Golf: Salty ire is St Andrews spice

After the obligatory 12 pints, Willie would go home, get out his air pistol and shoot at passing cars

Sunday 04 July 1999 23:02 BST
Comments

The starter on the Old Course at St Andrews, a Buddha-shaped man with a permanent scowl who guards the first tee like a Rottweiler, tells players through a loudspeaker when they should commence. He was once approached by a Frenchman, desperate to play the venerable links. The starter told him sharply that there were no tee times available that day, breaking off to bark over the speaker, in his distinctive Fife accent, "Play away noo, Mr MacKenzie." The Frenchman asked whether he could play the next day. "Nae chance," snapped the starter, then leant over his microphone to call, "Play away noo, Mr Campbell".

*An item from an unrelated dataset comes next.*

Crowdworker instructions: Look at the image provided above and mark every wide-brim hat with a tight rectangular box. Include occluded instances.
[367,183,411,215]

Undeterred, the Frenchman asked whether he might be squeezed in sometime that week, and grudgingly the starter found a slot. "Name?" he barked. "Fouquet," said the Frenchman. The starter looked startled. "How are ye spelling that?" he asked. "F-O-U-Q-U-E-T," he was told. "Right, Mr Fouquet," said the starter, pronouncing the name uncertainly, as if it rhymed with bucket. "Ye've a starting time on Friday at 8.48am. Be here 10 minutes before. And just one more thing." "Oui?" said Monsieur Fouquet. "When I call through my loodspeaker, ye'll answer to the name Patterson."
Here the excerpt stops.